A representative from the Hanoi Transportation Association said, "It's extremely difficult for people to find a parking lot when they want to go somewhere in the city centre." He went on to say that even after the ban took effect, many people still parked their vehicles on the streets or on the pavement. In addition, according to Resolution 100 issued last year, 50% of the streets are qualified to have a parking lots.

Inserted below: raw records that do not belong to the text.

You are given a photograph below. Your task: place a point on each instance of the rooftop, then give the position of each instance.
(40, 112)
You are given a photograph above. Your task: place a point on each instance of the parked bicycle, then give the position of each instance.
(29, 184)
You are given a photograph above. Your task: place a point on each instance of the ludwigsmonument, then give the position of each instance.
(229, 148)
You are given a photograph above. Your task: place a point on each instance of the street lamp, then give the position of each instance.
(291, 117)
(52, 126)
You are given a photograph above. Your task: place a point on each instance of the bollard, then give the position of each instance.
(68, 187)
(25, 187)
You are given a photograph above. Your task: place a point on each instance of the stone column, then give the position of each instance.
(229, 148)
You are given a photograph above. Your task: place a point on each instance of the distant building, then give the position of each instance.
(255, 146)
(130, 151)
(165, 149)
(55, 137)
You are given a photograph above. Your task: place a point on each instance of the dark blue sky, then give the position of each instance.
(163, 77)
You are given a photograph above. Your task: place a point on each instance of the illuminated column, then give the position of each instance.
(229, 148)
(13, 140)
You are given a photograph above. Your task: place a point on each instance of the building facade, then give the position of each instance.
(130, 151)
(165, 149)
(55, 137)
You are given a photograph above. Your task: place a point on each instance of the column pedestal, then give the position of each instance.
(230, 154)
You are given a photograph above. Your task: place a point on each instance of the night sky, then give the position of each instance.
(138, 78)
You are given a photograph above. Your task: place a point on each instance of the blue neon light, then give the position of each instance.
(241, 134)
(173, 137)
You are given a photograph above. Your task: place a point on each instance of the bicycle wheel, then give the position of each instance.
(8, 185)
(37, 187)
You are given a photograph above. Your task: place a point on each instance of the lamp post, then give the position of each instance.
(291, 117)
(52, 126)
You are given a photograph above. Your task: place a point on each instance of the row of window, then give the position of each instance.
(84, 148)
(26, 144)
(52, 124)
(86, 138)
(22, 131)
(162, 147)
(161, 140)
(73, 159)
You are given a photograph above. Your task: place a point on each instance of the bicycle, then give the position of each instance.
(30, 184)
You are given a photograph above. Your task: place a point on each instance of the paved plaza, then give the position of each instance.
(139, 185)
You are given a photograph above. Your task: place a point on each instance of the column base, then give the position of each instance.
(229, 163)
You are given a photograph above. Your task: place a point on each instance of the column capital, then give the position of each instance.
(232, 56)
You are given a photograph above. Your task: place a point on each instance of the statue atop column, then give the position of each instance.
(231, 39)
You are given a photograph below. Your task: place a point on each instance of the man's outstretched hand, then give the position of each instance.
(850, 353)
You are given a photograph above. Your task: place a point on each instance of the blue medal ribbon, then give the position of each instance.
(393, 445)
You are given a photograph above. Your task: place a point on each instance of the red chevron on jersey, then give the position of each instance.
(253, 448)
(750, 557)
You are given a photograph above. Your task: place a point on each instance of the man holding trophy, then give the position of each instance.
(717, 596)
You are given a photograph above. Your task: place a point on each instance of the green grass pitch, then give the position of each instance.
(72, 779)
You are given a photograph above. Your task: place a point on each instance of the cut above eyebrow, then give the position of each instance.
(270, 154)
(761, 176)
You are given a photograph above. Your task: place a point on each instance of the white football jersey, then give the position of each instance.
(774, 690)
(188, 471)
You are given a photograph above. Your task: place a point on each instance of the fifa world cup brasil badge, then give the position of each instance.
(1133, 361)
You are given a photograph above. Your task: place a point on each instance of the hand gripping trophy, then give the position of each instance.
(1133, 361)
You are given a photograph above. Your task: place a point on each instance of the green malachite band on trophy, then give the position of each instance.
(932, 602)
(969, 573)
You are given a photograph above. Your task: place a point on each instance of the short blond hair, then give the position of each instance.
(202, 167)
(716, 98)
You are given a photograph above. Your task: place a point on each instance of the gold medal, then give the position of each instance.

Nguyen Hoang Linh, deputy head of the Department of Transport, said the Hanoi People's Committee showed no sign of lifting the ban completely, however the resolution was issued by the government, so they would have to follow it. "Parking lots have been opened on Tran Hung Dao and Ly Thuong Kiet streets. We'll open more lots across the city, even on the banned 262 streets," he said.
On July 1, Hanoi Parking Company was given permission to open up to twelve parking lots for cars on the two streets. The reopening of parking services has helped to reassure drivers of their cars' safety. However, many motorbikes and even four-wheel vehicles still park randomly on the pavement, especially near hospitals or schools. Pham Van Duc, Deputy Director of Hanoi Parking Company, said they were only allowed to manage the parking lots on these streets, communal authorities still manage the pavements.
The chairman of Tran Hung Dao Ward said they had to strictly punish people who park messily on the streets and pavement to make the new resolution effective. Moreover, they have to find a way to prevent companies and individuals from collecting exorbitant parking fees.